A constant complaint about “employee engagement” is that the various research houses define engagement differently, offer different surveys to measure engagement, and then report those results in ways that mean different things in different environments and cultures. For example, Gallup found that Germany’s level of engaged employees is just 13%, but this new Barometer found 89% of German employees to be engaged or highly engaged.

What Barometer? The Conference Board (TCB) recently released a report (subscription required for full access) that attempted to find the common ground in the various approaches to employee engagement by coming to a single definition of engagement and provide a consistent measure for engagement everywhere in the world.
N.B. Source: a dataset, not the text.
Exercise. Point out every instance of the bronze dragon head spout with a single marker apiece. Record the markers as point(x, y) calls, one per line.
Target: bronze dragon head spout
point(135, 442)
Adding to the litany of engagement definitions, here’s TCB’s: “An employee can be considered engaged if he or she is intellectually stimulated and passionate about his or her work, and demonstrates that through his or her intended actions.”

I like this definition because it speaks to both attitude and actions/results. TCB’s approach also eliminates perceived cultural perception differences to help a company truly understand the level of engagement across different cultural regions and then directly compare those results without “norming” for cultural differences, a process that introduces error into survey results.

What does this mean? In TCB’s words: “The state of mind called employee engagement is experienced in much the same way by workers throughout the world.”

What do you think about this definition of engagement and the idea of cultural universality? Is it too narrow? Too broad?